Vu les autres pièces du dossier.
Vu :
- la Charte des droits fondamentaux de l'Union européenne ;
- la convention européenne de sauvegarde des droits de l'homme et des libertés fondamentales ;
- le règlement (UE) n° 604/2013 du Parlement européen et du Conseil du 26 juin 2013 ;
- le code de l'entrée et du séjour des étrangers et du droit d'asile ;
- la loi n° 91-647 du 10 juillet 1991 ;
- le code de justice administrative.
Le président de la formation de jugement a dispensé le rapporteur public, sur sa proposition, de prononcer des conclusions à l'audience.
Les parties ont été régulièrement averties du jour de l'audience.
Ont été entendus au cours de l'audience publique :
- le rapport de M. A...,
- et les observations de Me D..., représentant M. C....
Une note en délibéré, présentée pour M. C..., a été enregistrée le 9 octobre 2019.
Considérant ce qui suit :
1. M. B... C..., ressortissant érythréen, né le 1er décembre 1976, est entré irrégulièrement en France où il a sollicité l'asile le 20 juillet 2018. Les autorités suisses et danoises ont été saisies le 2 août 2018 d'une demande de reprise en charge sur le fondement du d) du 1 de l'article 18 du règlement du 26 juin 2013. Elles ont accepté le 3 août suivant de reprendre en charge l'intéressé. Par un arrêté du 31 août 2018, le préfet de la Vendée a décidé le transfert vers la Suisse de M. B... C.... Ce dernier relève appel du jugement du 23 octobre 2018 par lequel le tribunal administratif de Nantes a rejeté sa demande tendant à l'annulation de cet arrêté.
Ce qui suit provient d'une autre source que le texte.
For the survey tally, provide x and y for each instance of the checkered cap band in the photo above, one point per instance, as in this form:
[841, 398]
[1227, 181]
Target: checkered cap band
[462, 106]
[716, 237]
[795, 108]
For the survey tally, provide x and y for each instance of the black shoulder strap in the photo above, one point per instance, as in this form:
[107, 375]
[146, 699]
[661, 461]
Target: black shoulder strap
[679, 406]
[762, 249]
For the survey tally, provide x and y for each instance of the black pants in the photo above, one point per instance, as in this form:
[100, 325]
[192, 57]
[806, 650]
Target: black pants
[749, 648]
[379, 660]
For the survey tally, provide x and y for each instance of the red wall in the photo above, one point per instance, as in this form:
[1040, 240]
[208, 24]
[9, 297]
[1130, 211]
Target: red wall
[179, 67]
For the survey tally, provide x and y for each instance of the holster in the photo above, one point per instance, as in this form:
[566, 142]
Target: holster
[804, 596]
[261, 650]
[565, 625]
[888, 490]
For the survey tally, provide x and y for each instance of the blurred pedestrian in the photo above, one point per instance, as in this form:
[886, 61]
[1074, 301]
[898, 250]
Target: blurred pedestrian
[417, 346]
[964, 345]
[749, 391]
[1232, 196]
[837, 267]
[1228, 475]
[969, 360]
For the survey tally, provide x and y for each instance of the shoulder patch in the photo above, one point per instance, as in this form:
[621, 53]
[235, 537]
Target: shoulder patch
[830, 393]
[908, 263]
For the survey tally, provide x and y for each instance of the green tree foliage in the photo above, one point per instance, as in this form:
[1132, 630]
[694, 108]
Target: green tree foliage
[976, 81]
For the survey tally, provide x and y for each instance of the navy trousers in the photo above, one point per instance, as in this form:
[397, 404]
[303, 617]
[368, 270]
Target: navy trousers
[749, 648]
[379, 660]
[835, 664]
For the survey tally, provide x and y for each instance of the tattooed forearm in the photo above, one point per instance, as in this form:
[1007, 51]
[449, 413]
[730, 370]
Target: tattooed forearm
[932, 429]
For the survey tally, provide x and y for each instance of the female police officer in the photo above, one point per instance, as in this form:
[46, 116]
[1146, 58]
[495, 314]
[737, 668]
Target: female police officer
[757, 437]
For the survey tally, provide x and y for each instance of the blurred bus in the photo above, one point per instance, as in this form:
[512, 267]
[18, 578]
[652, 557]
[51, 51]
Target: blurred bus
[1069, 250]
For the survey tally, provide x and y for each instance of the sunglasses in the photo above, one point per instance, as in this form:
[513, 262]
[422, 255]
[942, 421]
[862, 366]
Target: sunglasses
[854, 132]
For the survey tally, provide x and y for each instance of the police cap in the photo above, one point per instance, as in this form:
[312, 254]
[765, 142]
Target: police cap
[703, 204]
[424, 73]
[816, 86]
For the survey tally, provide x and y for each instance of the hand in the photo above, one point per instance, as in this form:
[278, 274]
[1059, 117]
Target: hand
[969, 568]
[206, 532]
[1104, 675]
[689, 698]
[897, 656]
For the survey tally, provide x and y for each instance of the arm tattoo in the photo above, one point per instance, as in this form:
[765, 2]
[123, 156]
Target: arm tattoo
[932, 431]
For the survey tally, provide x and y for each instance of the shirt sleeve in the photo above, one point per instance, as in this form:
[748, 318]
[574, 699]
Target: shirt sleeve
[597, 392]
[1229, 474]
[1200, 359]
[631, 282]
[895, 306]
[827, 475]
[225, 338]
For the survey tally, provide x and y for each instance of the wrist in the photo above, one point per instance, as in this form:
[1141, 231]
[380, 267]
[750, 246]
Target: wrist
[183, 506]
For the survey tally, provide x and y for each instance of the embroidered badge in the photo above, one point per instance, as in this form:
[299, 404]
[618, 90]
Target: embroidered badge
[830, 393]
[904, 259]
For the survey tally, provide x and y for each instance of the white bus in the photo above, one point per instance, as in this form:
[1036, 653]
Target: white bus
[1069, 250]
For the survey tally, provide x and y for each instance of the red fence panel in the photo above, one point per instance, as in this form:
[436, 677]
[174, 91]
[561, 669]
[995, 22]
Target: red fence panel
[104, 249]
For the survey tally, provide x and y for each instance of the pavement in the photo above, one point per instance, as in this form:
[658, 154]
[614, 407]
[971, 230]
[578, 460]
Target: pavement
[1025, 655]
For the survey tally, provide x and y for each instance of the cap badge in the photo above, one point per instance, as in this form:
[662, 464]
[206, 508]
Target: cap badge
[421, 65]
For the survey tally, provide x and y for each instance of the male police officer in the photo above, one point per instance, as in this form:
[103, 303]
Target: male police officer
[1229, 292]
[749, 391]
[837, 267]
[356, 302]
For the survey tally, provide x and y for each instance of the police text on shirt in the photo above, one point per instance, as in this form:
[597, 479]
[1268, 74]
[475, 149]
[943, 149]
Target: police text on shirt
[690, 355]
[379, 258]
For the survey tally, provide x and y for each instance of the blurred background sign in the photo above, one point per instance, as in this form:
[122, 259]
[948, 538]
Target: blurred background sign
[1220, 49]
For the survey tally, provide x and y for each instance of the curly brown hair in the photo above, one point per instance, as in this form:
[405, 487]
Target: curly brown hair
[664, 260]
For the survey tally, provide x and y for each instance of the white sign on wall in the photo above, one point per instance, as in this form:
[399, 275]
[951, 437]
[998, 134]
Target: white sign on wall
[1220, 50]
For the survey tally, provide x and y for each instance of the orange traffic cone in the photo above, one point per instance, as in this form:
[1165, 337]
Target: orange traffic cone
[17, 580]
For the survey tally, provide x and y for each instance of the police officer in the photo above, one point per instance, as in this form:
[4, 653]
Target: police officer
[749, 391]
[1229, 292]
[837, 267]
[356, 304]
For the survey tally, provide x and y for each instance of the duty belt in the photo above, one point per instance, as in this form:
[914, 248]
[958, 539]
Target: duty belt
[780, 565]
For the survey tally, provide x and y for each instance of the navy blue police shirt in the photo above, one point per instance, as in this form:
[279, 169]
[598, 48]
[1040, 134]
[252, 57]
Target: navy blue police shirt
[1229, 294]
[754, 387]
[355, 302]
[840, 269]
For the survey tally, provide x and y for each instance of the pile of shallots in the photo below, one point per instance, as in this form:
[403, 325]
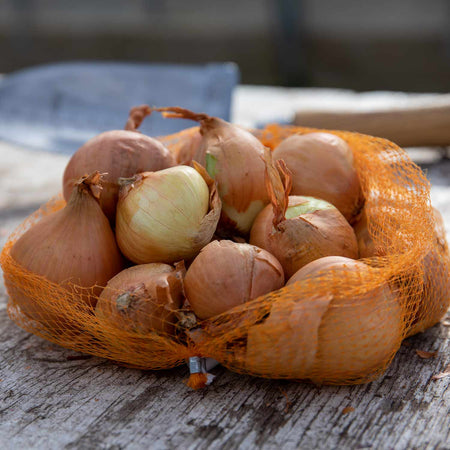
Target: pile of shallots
[219, 223]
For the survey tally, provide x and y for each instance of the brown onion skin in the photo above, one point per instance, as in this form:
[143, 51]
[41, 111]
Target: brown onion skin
[188, 148]
[233, 157]
[356, 335]
[73, 246]
[366, 246]
[226, 274]
[118, 154]
[322, 166]
[142, 298]
[435, 299]
[305, 238]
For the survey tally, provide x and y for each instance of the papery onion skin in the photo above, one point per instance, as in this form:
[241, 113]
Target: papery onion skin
[73, 246]
[233, 157]
[322, 166]
[188, 148]
[226, 274]
[142, 298]
[165, 216]
[321, 231]
[117, 153]
[329, 338]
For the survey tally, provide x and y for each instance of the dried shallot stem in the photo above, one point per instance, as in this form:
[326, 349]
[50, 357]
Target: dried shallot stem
[278, 184]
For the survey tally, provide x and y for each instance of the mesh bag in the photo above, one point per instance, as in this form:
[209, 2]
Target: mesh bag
[334, 328]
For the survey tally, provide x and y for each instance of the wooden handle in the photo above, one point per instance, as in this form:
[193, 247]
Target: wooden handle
[411, 127]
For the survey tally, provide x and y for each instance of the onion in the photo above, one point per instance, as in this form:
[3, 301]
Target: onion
[322, 167]
[330, 338]
[232, 156]
[119, 153]
[166, 216]
[73, 246]
[226, 274]
[296, 229]
[142, 298]
[435, 299]
[187, 149]
[366, 246]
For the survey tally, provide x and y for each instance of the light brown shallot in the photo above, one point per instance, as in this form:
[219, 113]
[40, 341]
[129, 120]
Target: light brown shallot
[73, 247]
[296, 229]
[143, 298]
[168, 215]
[117, 153]
[232, 157]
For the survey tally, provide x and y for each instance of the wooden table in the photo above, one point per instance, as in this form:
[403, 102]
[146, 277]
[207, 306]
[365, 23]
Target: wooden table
[52, 398]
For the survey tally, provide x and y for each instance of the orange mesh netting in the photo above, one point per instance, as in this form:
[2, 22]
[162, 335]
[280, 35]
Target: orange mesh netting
[336, 328]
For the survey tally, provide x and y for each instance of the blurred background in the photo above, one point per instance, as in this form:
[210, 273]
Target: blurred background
[362, 45]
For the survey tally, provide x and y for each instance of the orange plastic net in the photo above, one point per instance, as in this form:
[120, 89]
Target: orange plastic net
[337, 328]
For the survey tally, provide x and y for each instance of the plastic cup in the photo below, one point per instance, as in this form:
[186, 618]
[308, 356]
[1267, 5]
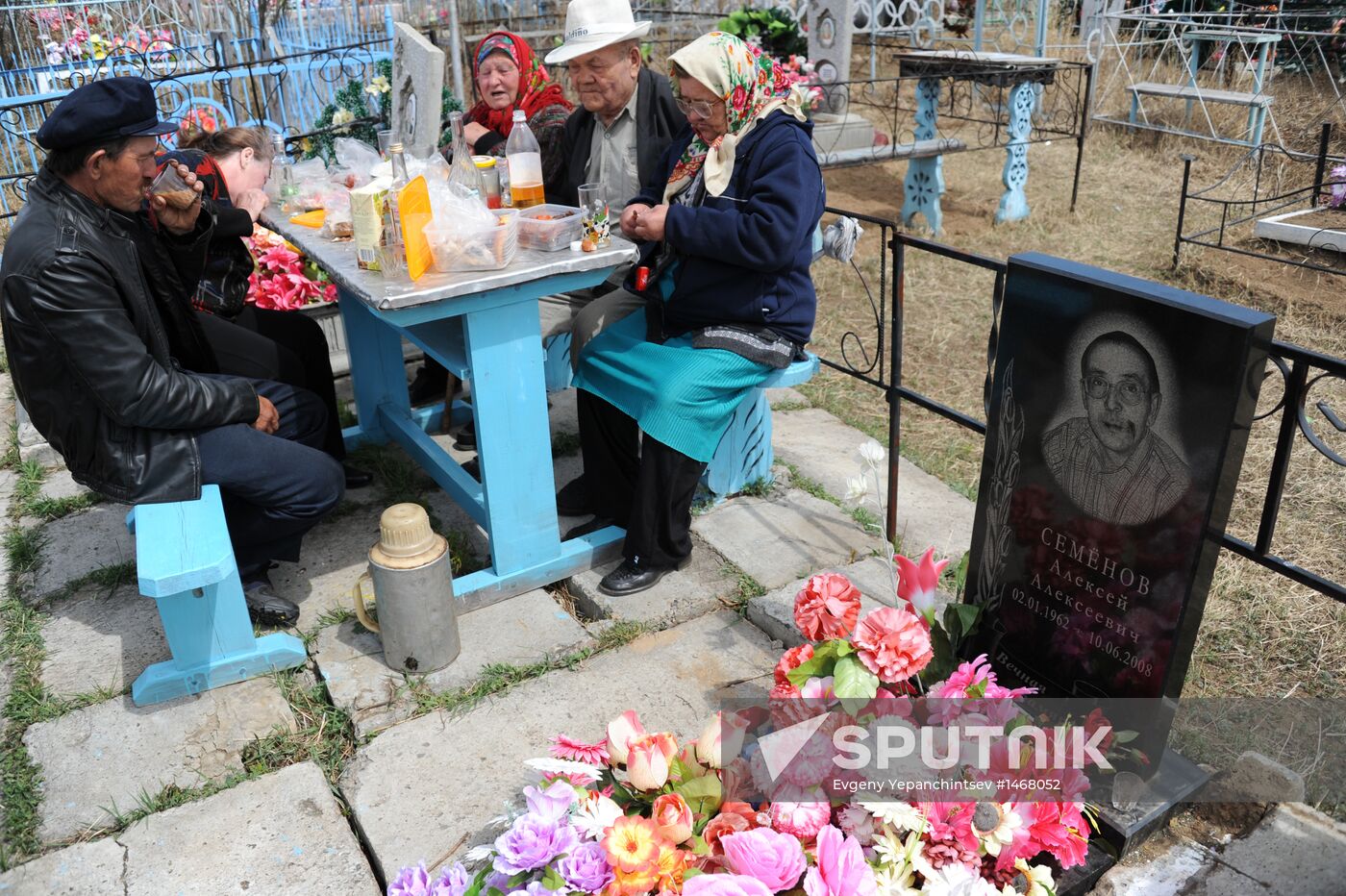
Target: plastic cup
[595, 224]
[172, 188]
2. En premier lieu, le requérant reprend en appel les moyens invoqués en première instance et tirés de l'insuffisance de motivation de l'arrêté contesté et du défaut d'examen de sa situation personnelle. Il y a lieu d'écarter ces moyens par les mêmes motifs que ceux retenus à bon droit par le premier juge aux points 3 et 9 de son jugement.
3. En deuxième lieu, aux termes de l'article 5 du règlement du 26 juin 2013, relatif à l'entretien individuel : " 1. Afin de faciliter le processus de détermination de l'État membre responsable, l'État membre procédant à cette détermination mène un entretien individuel avec le demandeur. Cet entretien permet également de veiller à ce que le demandeur comprenne correctement les informations qui lui sont fournies conformément à l'article 4. (...) / 5. L'entretien individuel (...) est mené par une personne qualifiée en vertu du droit national. / 6. L'État membre qui mène l'entretien individuel rédige un résumé qui contient au moins les principales informations fournies par le demandeur lors de l'entretien. (...) ".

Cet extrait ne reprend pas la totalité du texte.